Skip to content

request_output

Patched vLLM RequestOutput class with encrypted text fields.

Warning

Under almost no circumstances should you need to import this module directly. If stainedglass_output_protection is installed, and you launch vLLM via the alternative entrypoint, this module will be automatically applied.

Classes:

Name Description
EncryptedRequestOutput

RequestOutput with user-facing text encrypted upon instantiation.

EncryptedRequestOutput

Bases: RequestOutput

RequestOutput with user-facing text encrypted upon instantiation.

Methods:

Name Description
__init__

Encrypt the string fields of a RequestOutput before initializing it.

Attributes:

Name Type Description
key_registry DictProxy[str, bytes | None]

Reference to the class's shared key registry.

key_registry property

key_registry: DictProxy[str, bytes | None]

Reference to the class's shared key registry.

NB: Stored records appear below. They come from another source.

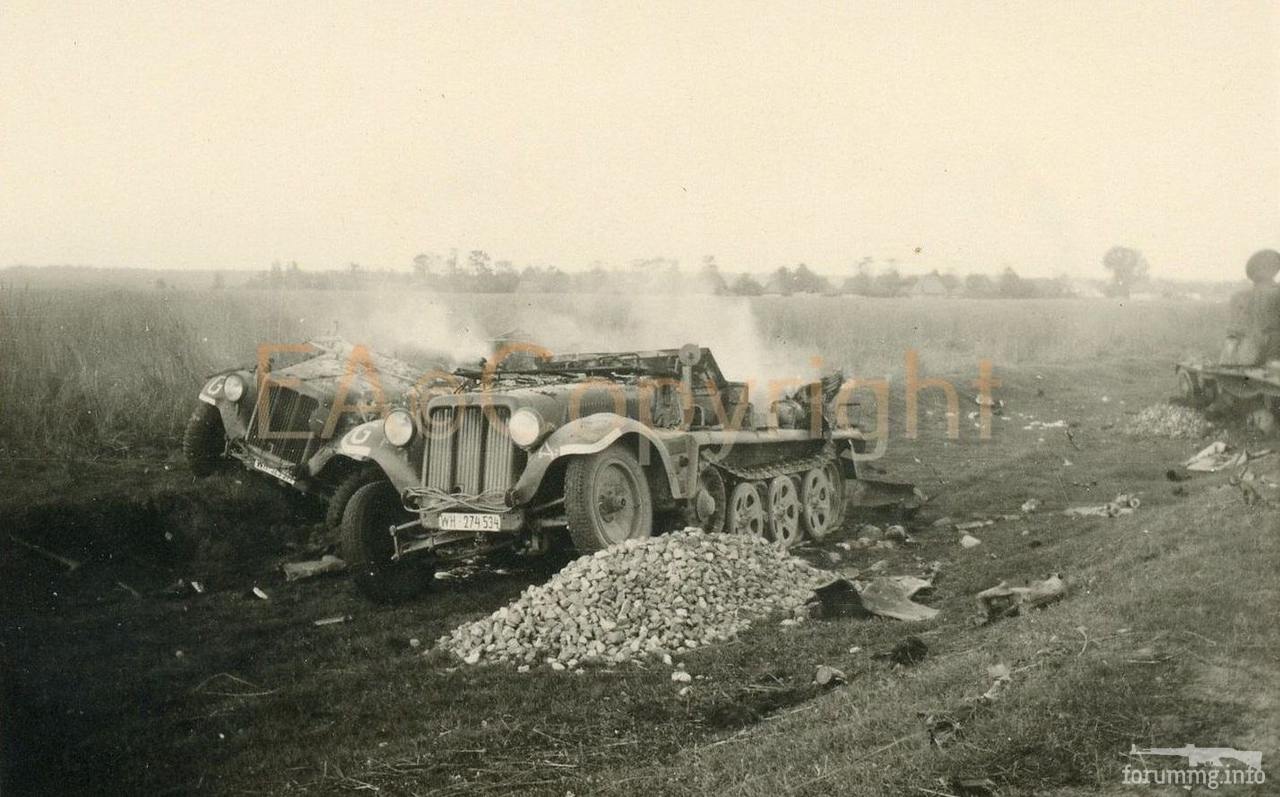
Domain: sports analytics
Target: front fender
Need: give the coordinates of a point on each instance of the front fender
(211, 393)
(592, 435)
(365, 443)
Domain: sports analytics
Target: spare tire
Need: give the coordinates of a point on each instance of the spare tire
(204, 441)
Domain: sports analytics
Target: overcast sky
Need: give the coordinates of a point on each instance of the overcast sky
(1034, 134)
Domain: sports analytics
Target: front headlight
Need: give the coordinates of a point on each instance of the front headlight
(398, 427)
(525, 426)
(233, 388)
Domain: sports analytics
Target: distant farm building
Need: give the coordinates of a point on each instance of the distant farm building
(928, 285)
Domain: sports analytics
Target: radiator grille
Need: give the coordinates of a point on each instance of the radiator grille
(469, 454)
(288, 424)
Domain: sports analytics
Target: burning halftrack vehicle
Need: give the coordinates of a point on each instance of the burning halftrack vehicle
(1246, 378)
(604, 445)
(287, 427)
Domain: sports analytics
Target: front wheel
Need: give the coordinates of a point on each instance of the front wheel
(607, 499)
(204, 440)
(368, 545)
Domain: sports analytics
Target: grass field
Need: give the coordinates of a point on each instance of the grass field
(109, 372)
(1165, 639)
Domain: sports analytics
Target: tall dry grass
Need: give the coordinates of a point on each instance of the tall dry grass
(109, 372)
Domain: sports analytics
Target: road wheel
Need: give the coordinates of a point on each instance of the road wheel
(818, 498)
(746, 513)
(347, 486)
(1189, 389)
(708, 512)
(368, 545)
(839, 494)
(785, 512)
(607, 499)
(204, 440)
(1262, 420)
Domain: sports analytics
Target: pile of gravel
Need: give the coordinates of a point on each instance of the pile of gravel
(1169, 421)
(656, 596)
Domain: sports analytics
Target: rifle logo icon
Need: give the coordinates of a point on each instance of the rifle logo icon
(1201, 756)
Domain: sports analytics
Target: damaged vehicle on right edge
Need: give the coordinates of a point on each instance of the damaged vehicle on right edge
(595, 448)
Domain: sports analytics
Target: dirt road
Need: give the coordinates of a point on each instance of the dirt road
(114, 685)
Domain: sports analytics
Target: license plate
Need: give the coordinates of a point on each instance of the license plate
(274, 471)
(470, 521)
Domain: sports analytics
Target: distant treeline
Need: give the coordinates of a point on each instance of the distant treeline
(478, 274)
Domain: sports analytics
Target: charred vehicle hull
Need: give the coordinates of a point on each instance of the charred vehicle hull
(599, 449)
(284, 422)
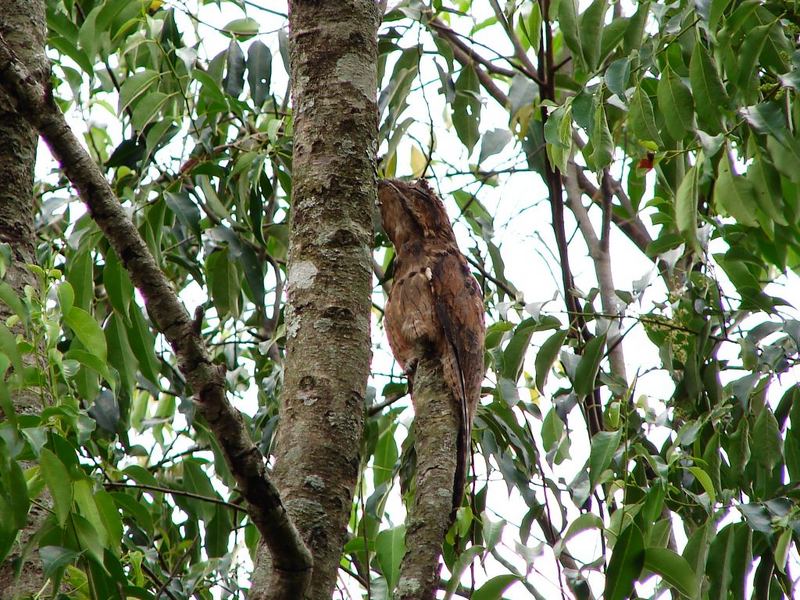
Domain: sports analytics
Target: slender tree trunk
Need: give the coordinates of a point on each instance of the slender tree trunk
(23, 24)
(333, 78)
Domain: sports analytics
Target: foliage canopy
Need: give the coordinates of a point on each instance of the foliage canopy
(667, 131)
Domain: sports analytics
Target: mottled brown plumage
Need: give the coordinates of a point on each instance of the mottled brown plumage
(435, 306)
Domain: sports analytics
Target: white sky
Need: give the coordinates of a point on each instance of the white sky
(522, 225)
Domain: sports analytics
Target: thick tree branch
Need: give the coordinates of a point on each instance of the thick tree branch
(519, 51)
(601, 258)
(34, 100)
(455, 40)
(468, 58)
(431, 515)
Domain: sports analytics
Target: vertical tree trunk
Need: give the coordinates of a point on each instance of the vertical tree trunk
(333, 77)
(24, 26)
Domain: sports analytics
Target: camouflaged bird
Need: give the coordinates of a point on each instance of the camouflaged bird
(435, 305)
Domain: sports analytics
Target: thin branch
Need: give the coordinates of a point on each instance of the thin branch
(601, 259)
(464, 57)
(34, 100)
(519, 51)
(454, 39)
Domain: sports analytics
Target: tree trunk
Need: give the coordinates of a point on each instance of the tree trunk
(333, 77)
(24, 25)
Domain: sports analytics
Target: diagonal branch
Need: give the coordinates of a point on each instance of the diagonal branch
(34, 100)
(601, 258)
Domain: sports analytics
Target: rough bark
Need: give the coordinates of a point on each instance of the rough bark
(333, 48)
(23, 24)
(33, 99)
(431, 515)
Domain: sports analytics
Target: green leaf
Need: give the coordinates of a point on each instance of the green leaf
(625, 565)
(88, 331)
(117, 283)
(385, 457)
(66, 296)
(748, 56)
(568, 23)
(467, 108)
(641, 117)
(721, 566)
(462, 563)
(84, 499)
(674, 569)
(768, 452)
(136, 86)
(686, 205)
(259, 71)
(242, 28)
(591, 30)
(10, 298)
(516, 349)
(389, 550)
(16, 488)
(149, 109)
(109, 515)
(705, 481)
(57, 478)
(55, 558)
(767, 185)
(233, 84)
(218, 531)
(494, 588)
(582, 523)
(187, 211)
(143, 343)
(709, 95)
(589, 365)
(554, 438)
(224, 282)
(617, 75)
(546, 356)
(88, 538)
(715, 12)
(602, 143)
(604, 445)
(675, 103)
(735, 195)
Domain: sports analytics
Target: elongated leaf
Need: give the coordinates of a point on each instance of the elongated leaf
(568, 23)
(233, 84)
(735, 195)
(709, 95)
(493, 142)
(686, 205)
(674, 569)
(56, 477)
(259, 71)
(604, 445)
(546, 356)
(389, 550)
(494, 588)
(591, 30)
(602, 143)
(676, 104)
(467, 108)
(589, 365)
(87, 331)
(641, 117)
(625, 565)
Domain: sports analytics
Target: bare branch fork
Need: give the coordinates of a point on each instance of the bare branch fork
(33, 97)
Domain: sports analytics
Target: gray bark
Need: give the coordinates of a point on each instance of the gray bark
(334, 83)
(23, 24)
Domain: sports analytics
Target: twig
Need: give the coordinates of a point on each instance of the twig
(34, 100)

Opening a connection is expensive (on the order of 170-ish milliseconds), but maintaining one is cheap. This class can be used to maintain a single connection to the shared registry as a class variable (i.e. all EncryptedRequestOutputs can share a single connection per process), instead of re-establishing a connection every time one is needed.

__init__

__init__(
    request_id: str,
    prompt: str | None,
    prompt_token_ids: list[int] | None,
    prompt_logprobs: PromptLogprobs | None,
    outputs: list[CompletionOutput],
    finished: bool,
    metrics: RequestMetrics | None = None,
    lora_request: LoRARequest | None = None,
    encoder_prompt: str | None = None,
    encoder_prompt_token_ids: list[int] | None = None,
    num_cached_tokens: int | None = None,
    *,
    multi_modal_placeholders: MultiModalPlaceholderDict
    | None = None,
    kv_transfer_params: dict[str, Any] | None = None,
    **kwargs: Any,
) -> None

Encrypt the string fields of a RequestOutput before initializing it.

Parameters:

Name Type Description Default

request_id

str

The unique ID of the request.

required

prompt

str | None

The prompt string of the request. For encoder/decoder models, this is the decoder input prompt.

required

prompt_token_ids

list[int] | None

The token IDs of the prompt. For encoder/decoder models, this is the decoder input prompt token ids.

required

prompt_logprobs

PromptLogprobs | None

The log probabilities to return per prompt token.

required

outputs

list[CompletionOutput]

The output sequences of the request.

required

finished

bool

Whether the whole request is finished.

required

metrics

RequestMetrics | None

Metrics associated with the request.

None

lora_request

LoRARequest | None

The LoRA request that was used to generate the output.

None

encoder_prompt

str | None

The encoder prompt string of the request. None if decoder-only.

None

encoder_prompt_token_ids

list[int] | None

The token IDs of the encoder prompt. None if decoder-only.

None

num_cached_tokens

int | None

The number of tokens with prefix cache hit.

None

multi_modal_placeholders

MultiModalPlaceholderDict | None

Placeholder data for multimodal requests.

None

kv_transfer_params

dict[str, Any] | None

The params for remote K/V transfer.

None

**kwargs

Any

Keyword arguments for RequestOutput.

required

Raises:

Type Description
NotImplementedError

If encoder_prompt is not None. Encoder models are not currently supported.

NotImplementedError

If encoder_prompt_token_ids is not None. Encoder models are not currently supported.

NotImplementedError

If prompt_logprobs is not None. List of log probabilities cannot be encrypted, currently.

NotImplementedError

If multi_modal_placeholders is not None. Multimodal models are not currently supported.